The intro welcomes us with prolonged choppy drumming, which eventually breaks into a distorted aural epic. Quite a strange lead into the calm openings of ‘Wilderness Years’, a track with Deathcab levels of meandering folk harmonies. Verses are paced and soothing, and while the boisterous chorus comes as a shock, it’s not necessarily a bad one.

“Wilderness years, they can’t last forever. We say tomorrow is the day, that we’ll show them better. Throw caution to the wind, we’re facing any weather.” It all sounds a bit emo, like your kid sister who thinks that the Junior Cert is the end of her life. But Agitate the Gravel excrete a youthful tone without dwelling on themselves. They let the instruments take centre stage, and not a droning poetic narrative. This completely transforms the song from self-indulgent mush, to a credible, thumping, pop-rock tune.

The track slips in and out of noise. It’s noisy, it’s peaceful, it’s interesting. A dreamy melody leading into a distorted riff, ‘Wilderness Years’ doesn’t quite know what it wants to be. But that’s the idea. The composition is a bit like a reflection of the formative years themselves.

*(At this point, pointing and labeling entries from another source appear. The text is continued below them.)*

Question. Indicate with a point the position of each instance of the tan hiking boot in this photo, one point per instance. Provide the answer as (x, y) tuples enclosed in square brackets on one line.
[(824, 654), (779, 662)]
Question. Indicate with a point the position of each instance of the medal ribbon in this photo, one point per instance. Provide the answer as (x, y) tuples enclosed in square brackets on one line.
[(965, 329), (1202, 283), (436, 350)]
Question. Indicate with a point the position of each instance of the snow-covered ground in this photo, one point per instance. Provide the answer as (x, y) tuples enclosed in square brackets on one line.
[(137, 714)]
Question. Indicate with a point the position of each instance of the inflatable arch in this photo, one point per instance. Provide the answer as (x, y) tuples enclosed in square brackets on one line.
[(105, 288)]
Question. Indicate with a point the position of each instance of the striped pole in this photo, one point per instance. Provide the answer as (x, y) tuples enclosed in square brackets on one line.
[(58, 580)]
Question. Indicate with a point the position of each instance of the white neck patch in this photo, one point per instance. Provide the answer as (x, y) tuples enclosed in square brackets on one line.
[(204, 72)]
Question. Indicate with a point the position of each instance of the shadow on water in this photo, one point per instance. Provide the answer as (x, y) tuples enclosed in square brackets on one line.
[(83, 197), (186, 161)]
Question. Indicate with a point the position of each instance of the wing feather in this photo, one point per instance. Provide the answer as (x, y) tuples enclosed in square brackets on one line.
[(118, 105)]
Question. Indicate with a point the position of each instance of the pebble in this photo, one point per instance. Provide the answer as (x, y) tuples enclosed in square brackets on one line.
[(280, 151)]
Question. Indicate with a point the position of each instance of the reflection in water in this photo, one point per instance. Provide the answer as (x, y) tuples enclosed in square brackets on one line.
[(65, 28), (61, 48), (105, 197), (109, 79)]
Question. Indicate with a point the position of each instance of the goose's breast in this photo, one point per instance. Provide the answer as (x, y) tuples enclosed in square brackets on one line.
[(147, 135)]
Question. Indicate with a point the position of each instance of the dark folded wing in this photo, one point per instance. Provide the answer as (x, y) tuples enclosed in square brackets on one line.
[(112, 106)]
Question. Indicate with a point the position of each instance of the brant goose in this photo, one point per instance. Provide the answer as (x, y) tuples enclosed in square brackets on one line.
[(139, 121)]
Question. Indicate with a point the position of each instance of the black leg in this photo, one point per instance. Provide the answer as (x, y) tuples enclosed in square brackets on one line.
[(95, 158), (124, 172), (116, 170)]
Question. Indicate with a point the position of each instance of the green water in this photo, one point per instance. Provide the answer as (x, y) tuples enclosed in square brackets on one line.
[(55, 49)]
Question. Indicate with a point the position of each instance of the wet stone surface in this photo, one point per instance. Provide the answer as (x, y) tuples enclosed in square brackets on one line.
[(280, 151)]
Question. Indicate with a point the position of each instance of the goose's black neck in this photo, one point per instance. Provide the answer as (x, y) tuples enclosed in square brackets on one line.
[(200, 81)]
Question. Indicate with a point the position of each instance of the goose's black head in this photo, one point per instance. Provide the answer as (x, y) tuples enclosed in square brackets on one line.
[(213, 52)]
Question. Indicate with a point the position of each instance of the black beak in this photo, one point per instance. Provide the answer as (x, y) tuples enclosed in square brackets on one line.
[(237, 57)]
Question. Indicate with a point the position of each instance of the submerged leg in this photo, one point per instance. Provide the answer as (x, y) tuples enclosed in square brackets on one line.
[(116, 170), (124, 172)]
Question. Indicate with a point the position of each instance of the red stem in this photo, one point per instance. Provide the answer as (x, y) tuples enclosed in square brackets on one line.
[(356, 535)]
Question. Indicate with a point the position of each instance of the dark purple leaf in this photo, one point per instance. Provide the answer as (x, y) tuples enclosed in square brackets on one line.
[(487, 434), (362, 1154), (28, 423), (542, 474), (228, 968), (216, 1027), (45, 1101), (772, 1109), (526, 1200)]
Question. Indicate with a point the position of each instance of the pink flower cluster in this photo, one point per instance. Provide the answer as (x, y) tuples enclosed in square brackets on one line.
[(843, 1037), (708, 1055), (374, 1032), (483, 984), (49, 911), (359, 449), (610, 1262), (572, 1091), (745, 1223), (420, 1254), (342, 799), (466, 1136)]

‘Don’t Know’, is exactly what you’d expect to hear from a band that probably rehearses in a shed down their parent’s garden, wearing check shirts over t-shirts of their idols. But there’s potential here, lots of it. The, almost crafted, messy guitars offer a grunge take on what is otherwise a classically pop version of rock. I’m immediately struck with comparisons to The Revs in their later years—but hopefully not with the same fate. It is in this track that they wear their influences most visibly on their sleeves, sounding like the genetically-blessed lovechild of Weezer and My Bloody Valentine.

‘Wilderness Years’ is a promising track from a talented young Irish band, definitely one to download.